Elaine Ménard gave ISC conference attendees a glimpse into the world of information science research. An assistant professor in the school of information studies at McGill University, Ménard embarked on a project to develop a bilingual taxonomy to see how controlled vocabularies can assist in both indexing and information retrieval. Taxonomies are inherently labour intensive to create, and the bilingualism adds an additional complication.
Ménard’s Taxonomy for Image Indexing And RetrivAl (TIIARA) project consists of three phases:
- a best practices review,
- development of the taxonomy, and
- testing and refinement of the taxonomy.
Phase 3 is currently underway, and she gave us an overview of the first two phases.

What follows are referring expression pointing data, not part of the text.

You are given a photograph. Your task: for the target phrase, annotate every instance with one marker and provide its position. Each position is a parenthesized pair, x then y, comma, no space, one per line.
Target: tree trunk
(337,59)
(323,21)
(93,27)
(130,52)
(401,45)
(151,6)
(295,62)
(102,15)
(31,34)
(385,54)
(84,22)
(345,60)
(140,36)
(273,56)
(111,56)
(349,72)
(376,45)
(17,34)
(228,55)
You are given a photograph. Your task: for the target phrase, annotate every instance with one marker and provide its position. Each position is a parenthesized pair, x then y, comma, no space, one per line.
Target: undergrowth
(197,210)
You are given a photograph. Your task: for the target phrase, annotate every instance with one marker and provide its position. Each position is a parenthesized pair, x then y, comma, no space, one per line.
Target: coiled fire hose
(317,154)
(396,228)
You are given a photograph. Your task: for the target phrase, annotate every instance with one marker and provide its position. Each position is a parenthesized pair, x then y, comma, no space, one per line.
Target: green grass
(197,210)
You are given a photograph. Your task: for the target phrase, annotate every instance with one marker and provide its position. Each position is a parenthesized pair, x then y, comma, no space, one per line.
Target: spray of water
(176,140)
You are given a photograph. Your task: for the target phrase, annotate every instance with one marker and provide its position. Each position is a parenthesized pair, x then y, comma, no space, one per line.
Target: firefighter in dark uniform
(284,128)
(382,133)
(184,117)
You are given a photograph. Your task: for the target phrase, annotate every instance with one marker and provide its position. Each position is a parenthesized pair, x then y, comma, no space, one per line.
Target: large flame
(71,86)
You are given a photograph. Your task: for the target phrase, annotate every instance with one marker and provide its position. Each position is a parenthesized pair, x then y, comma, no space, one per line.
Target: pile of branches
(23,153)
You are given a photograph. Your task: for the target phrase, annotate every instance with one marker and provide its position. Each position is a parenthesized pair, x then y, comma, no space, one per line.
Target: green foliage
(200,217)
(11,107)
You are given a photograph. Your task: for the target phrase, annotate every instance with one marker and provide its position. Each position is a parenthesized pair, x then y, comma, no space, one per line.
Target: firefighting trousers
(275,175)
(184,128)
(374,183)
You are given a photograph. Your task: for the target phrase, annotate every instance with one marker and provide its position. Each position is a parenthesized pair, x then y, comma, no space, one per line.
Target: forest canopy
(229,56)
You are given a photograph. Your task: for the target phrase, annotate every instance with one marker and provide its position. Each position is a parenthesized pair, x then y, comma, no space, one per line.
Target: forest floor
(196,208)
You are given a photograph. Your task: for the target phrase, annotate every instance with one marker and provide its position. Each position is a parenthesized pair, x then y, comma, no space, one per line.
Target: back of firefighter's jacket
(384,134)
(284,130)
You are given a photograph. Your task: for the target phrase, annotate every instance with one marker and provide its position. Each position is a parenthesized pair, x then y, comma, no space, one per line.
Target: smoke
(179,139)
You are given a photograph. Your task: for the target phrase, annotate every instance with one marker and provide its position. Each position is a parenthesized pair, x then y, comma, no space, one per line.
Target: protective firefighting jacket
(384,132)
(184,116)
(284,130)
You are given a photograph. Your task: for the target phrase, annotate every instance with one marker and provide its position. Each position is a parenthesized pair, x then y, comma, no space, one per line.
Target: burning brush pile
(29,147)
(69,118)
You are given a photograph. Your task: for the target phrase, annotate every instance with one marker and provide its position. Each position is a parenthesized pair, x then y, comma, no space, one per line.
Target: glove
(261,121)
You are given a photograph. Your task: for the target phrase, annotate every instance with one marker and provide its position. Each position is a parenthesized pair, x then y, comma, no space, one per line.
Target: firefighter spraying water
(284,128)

In phase 1, Ménard and her team evaluated 150 resources, including 70 image collections held by libraries, museums, image search engines, and commercial stock agencies and 80 image-sharing platforms with user-generated tagging. They discovered that 40% of the metadata dealt with the image’s dimensions, material, and source, and 50% of the metadata addressed copyright information, with the balance devoted to subject classification. This review of best practices constituted the basis of phase 2.
In phase 2, Ménard’s team constructed an image database and developed the top-level categories and subcategories of the taxonomy. To create the database, they solicited voluntary submissions and ended up with a database, called Images DOnated Liberally (IDOL), of over 6,000 photos from 14 contributors. Her taxonomy kept in mind Miller’s Law of 7 +/- 2 and featured (after a series of revisions and refinements) nine top-level categories, designed to help users with retrieval while being as broad as possible, and a further forty-three second-level categories.

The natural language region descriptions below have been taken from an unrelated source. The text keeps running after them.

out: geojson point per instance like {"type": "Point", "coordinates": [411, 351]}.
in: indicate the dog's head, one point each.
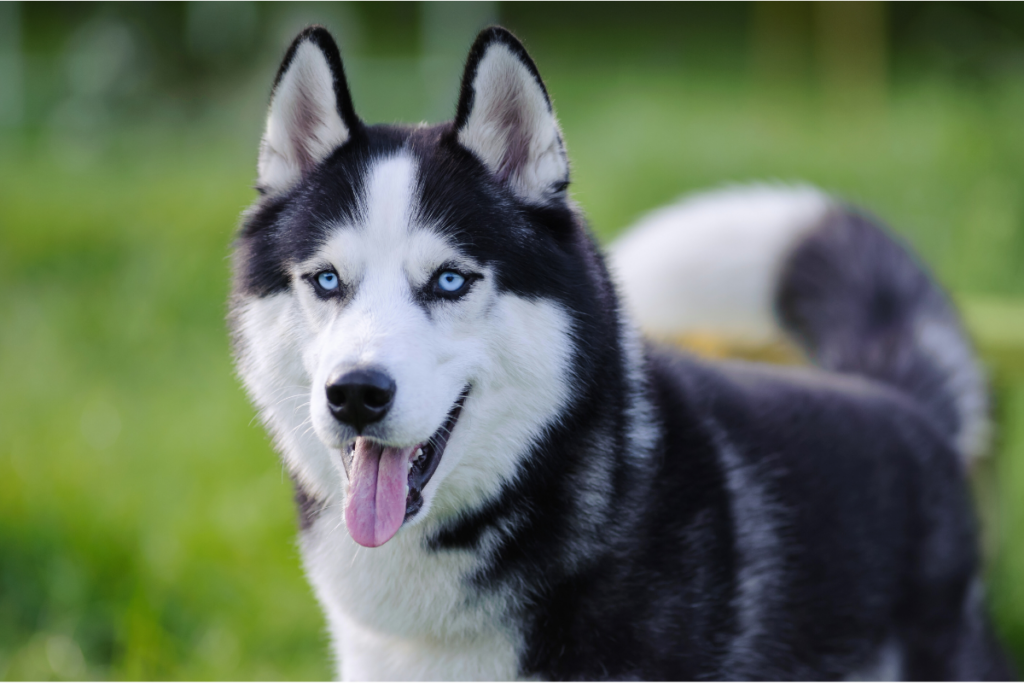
{"type": "Point", "coordinates": [404, 297]}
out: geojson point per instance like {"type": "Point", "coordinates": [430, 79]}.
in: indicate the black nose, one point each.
{"type": "Point", "coordinates": [360, 396]}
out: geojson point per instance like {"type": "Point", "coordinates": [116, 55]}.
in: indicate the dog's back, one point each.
{"type": "Point", "coordinates": [497, 478]}
{"type": "Point", "coordinates": [854, 544]}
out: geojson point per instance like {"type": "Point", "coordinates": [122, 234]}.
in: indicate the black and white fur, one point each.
{"type": "Point", "coordinates": [602, 508]}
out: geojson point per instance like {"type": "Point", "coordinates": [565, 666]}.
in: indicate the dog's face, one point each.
{"type": "Point", "coordinates": [398, 306]}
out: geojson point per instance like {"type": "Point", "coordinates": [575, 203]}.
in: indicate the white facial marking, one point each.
{"type": "Point", "coordinates": [401, 610]}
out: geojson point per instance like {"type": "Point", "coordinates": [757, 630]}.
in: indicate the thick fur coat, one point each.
{"type": "Point", "coordinates": [498, 478]}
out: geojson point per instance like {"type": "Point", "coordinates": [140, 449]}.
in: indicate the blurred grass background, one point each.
{"type": "Point", "coordinates": [146, 529]}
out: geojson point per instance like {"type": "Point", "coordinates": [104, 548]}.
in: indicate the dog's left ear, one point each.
{"type": "Point", "coordinates": [506, 119]}
{"type": "Point", "coordinates": [310, 113]}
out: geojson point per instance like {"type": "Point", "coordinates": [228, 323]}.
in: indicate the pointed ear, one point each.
{"type": "Point", "coordinates": [506, 119]}
{"type": "Point", "coordinates": [310, 112]}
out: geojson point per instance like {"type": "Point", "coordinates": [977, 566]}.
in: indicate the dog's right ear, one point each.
{"type": "Point", "coordinates": [310, 113]}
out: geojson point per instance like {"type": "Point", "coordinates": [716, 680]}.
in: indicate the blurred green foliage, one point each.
{"type": "Point", "coordinates": [145, 524]}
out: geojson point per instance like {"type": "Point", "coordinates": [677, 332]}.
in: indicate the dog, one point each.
{"type": "Point", "coordinates": [499, 478]}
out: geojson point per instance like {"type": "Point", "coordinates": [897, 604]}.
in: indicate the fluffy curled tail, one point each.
{"type": "Point", "coordinates": [763, 263]}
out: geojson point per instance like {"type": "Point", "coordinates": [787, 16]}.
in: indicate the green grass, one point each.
{"type": "Point", "coordinates": [145, 524]}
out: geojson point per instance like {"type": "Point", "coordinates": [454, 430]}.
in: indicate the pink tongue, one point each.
{"type": "Point", "coordinates": [376, 505]}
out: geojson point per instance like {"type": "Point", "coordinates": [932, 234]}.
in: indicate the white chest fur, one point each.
{"type": "Point", "coordinates": [403, 612]}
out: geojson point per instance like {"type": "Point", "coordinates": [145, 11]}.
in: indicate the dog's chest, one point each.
{"type": "Point", "coordinates": [402, 611]}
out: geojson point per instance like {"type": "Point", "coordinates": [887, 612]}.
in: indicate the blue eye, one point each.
{"type": "Point", "coordinates": [328, 281]}
{"type": "Point", "coordinates": [451, 282]}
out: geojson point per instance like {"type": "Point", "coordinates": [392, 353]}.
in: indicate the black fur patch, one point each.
{"type": "Point", "coordinates": [308, 507]}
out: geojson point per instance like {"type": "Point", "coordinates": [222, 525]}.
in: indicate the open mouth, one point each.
{"type": "Point", "coordinates": [386, 483]}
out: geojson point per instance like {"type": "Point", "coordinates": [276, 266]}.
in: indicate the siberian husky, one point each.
{"type": "Point", "coordinates": [498, 478]}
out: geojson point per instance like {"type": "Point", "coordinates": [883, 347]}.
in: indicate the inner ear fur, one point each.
{"type": "Point", "coordinates": [505, 118]}
{"type": "Point", "coordinates": [310, 112]}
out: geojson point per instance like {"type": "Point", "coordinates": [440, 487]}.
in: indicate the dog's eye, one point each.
{"type": "Point", "coordinates": [451, 282]}
{"type": "Point", "coordinates": [326, 284]}
{"type": "Point", "coordinates": [328, 281]}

After the category headings were translated, two volunteers, one anglophone and the other francophone, tested the preliminary taxonomy through a card-sorting game, in which they were instructed to sort the second-level cards according to whatever structure they desired and provide a heading for each sorted group. This pretest showed a polarization of “splitters” and “lumpers” and didn’t provide any practical recommendations for the taxonomy but did suggest revisions to the card-sorting exercise.
Ten participants (five male, five female; five anglophone, five francophone) were recruited to test the taxonomy to expose problematic categories in the structure. Half of the group was instructed to sort the second-level categories according to the existing first-level structure; the other half could sort the second-level categories as they pleased. Through this test Ménard hoped to assess how well each category and subcategory were understood; the differences between the French and English sorts would reveal nuances that had to be taken into account in the translation of the structure.

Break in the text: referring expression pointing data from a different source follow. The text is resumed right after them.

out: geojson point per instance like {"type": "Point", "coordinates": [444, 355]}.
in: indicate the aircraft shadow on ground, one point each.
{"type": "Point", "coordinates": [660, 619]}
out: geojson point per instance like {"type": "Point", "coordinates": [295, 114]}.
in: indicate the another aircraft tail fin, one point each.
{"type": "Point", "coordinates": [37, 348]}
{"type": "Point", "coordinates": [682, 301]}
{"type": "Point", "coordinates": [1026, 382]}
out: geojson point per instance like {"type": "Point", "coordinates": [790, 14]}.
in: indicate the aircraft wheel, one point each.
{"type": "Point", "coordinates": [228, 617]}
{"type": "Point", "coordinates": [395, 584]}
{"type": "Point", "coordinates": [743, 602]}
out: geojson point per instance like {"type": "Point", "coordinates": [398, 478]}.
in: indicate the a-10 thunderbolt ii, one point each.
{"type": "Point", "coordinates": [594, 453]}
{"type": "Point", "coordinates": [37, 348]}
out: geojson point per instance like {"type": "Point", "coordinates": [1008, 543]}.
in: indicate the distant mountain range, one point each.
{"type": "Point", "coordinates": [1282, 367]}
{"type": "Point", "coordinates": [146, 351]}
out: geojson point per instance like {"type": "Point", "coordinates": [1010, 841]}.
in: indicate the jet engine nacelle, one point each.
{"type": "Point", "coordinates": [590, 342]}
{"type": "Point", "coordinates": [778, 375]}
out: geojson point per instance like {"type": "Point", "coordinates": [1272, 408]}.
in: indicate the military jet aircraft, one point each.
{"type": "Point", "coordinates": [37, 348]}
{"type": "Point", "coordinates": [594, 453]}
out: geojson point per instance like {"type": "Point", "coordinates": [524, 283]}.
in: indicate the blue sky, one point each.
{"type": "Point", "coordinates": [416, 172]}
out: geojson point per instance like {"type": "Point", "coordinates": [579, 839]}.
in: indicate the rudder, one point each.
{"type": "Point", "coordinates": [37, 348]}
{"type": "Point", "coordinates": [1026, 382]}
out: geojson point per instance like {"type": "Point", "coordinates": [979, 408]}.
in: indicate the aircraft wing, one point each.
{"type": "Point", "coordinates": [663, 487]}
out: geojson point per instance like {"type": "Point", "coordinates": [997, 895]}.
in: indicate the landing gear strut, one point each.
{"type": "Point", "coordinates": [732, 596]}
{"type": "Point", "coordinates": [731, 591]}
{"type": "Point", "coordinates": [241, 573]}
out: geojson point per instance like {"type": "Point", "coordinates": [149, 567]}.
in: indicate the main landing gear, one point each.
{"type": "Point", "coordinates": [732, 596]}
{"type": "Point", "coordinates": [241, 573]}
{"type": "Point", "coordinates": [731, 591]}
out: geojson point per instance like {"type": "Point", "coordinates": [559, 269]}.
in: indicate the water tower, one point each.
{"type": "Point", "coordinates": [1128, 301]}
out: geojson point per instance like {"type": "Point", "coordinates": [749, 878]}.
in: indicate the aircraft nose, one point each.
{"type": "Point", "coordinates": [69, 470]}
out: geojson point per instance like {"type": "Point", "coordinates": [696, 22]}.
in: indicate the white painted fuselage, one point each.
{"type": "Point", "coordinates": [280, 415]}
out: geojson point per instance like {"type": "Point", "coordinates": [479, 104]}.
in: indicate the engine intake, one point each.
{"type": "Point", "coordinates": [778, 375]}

Results showed that the first-level categories of “Arts,” “Places,” and “Nature” were well understood but that “Abstractions,” “Activities,” and “Business and Industry” were problematic. Feedback from participants helped researchers clarify the taxonomic structure to seven first-level headings. Interestingly, Ménard found fewer disparities between the languages than expected.
The revised TIIARA structure was refined to include second-, third-, and fourth-level subcategories and was simultaneously developed in English and French.
In phase 3, underway now, two indexers—one English, one French—will work to index all images in the IDOL databases according to the TIIARA structure. Iterative user testing will be carried out to validate and refine the taxonomy.
So far the study has shown that language barriers still prevent users from easily accessing information, including visual resources, and a bilingual taxonomy is a definite benefit for image searchers. Eventually the aim is to implement TIIARA in an image search engine.